Issued by Phumzile Van Damme MP – DA Shadow Minister of Communications
19 Jan 2018 in News

Note to Editors: Please find attached a soundbite by the DA Shadow Minister of Communications, Phumzile Van Damme MP

Rubben Mohlaloga, who has been recommended by the ANC in Parliament to serve as the Chairperson of the ICASA Council has this week been convicted of fraud, and is therefore disqualified from serving on the Council.

According to a statement released by the Hawks, Mohlaloga and three others, have been found guilty of defrauding the Land Bank of approximately R6 million in 2008. The three transferred funds from the Agri-BEE fund, money intended for poor farmers, into a trust account and bought a farm for R2 million as well as an X5 BMW and a BMW 118i for Mohlaloga, who was an ANC MP and the Chairperson of the Portfolio Committee of Agriculture at the time.

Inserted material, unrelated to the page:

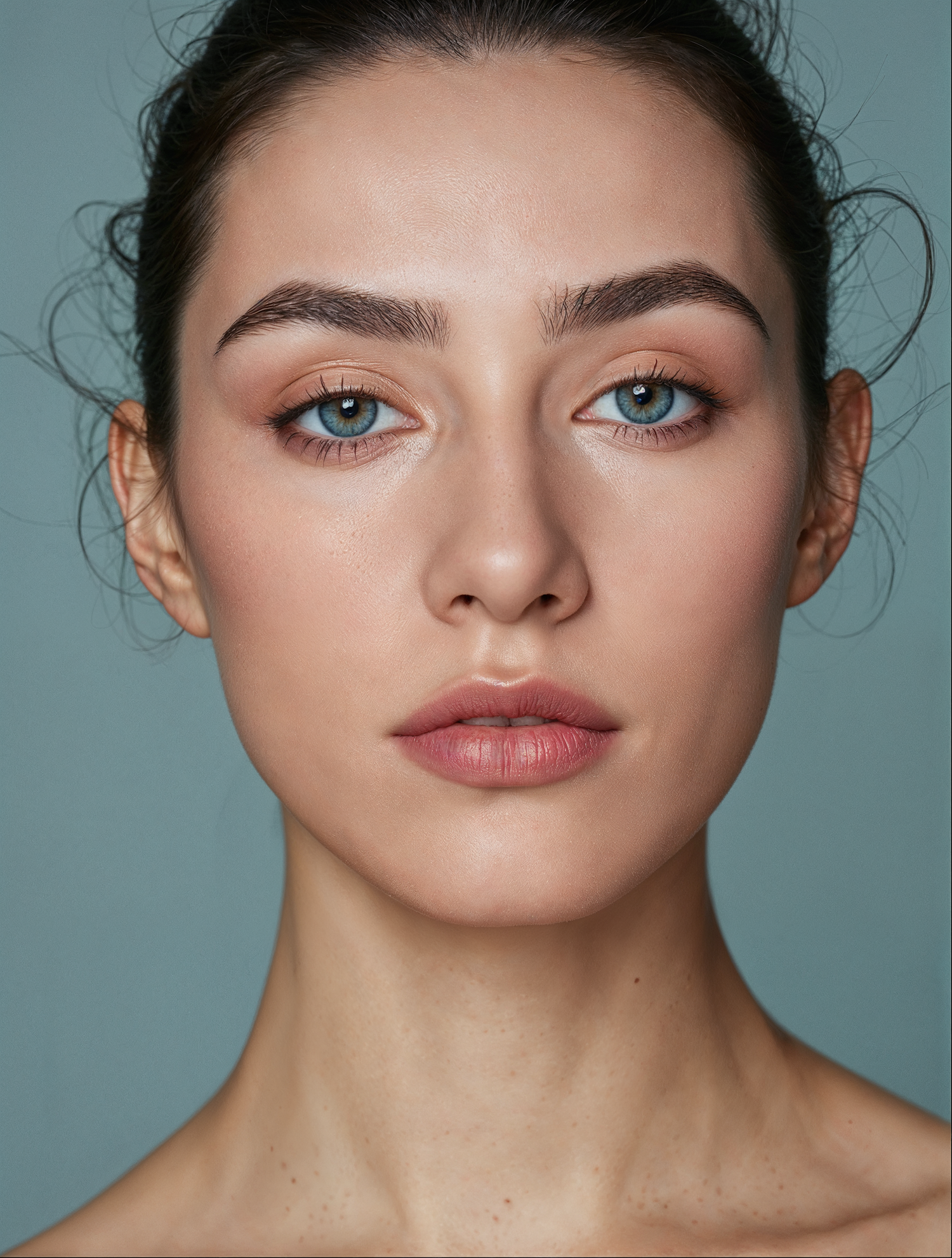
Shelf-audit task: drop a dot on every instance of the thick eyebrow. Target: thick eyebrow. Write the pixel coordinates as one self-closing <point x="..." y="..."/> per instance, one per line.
<point x="629" y="296"/>
<point x="350" y="310"/>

The fact that he has been found guilty of fraud means that he no longer qualifies to serve on the ICASA council.

Section 6 of the ICASA Act states that “[a] person may not be appointed as a councillor if he or she has at any time been convicted, whether in the Republic of elsewhere, of theft, fraud, forgery or uttering a forged document, perjury, an offence in terms of the Corruption Act or any other offence involving dishonesty”.

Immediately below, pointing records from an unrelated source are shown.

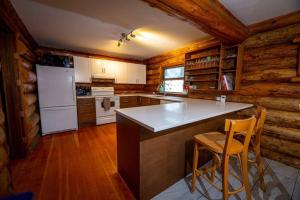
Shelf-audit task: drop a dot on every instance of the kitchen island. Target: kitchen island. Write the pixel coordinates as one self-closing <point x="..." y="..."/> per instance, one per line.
<point x="154" y="143"/>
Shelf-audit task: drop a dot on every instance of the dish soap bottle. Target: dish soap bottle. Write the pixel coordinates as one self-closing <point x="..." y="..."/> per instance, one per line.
<point x="161" y="88"/>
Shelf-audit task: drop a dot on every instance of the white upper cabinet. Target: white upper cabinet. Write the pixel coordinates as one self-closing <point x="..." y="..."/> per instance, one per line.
<point x="120" y="72"/>
<point x="123" y="73"/>
<point x="97" y="65"/>
<point x="82" y="69"/>
<point x="136" y="73"/>
<point x="103" y="67"/>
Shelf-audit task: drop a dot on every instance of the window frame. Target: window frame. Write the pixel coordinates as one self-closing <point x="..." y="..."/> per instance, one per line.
<point x="166" y="79"/>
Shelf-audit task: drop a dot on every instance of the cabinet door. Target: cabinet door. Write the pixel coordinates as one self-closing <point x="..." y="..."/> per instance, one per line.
<point x="86" y="111"/>
<point x="131" y="73"/>
<point x="136" y="73"/>
<point x="82" y="69"/>
<point x="97" y="66"/>
<point x="109" y="67"/>
<point x="141" y="74"/>
<point x="121" y="72"/>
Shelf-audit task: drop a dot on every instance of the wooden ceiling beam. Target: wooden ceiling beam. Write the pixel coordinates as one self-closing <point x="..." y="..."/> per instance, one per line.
<point x="42" y="49"/>
<point x="275" y="23"/>
<point x="208" y="15"/>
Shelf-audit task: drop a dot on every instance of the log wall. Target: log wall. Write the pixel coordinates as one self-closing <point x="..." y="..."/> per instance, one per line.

Seeing that Mohlaloga is yet to be formally appointed to the ICASA Council by President Jacob Zuma, the responsibility now rests on him to immediately halt his appointment. The DA will write to President Zuma requesting that he does not appoint Mohlaloga to the ICASA Council.

It is well known that Mohlaloga has a chequered past and Parliament should not have approved his appointment, it did so despite the DA’s objection.

Our Communications entities have been crippled by corruption because of the ANC’s cadre deployment and political interference.

The DA will continue to use our platform in Parliament to fight for the integrity of our state entities and to prevent them from being overrun by compromised crooks in order to once again restore the public’s faith in state entities.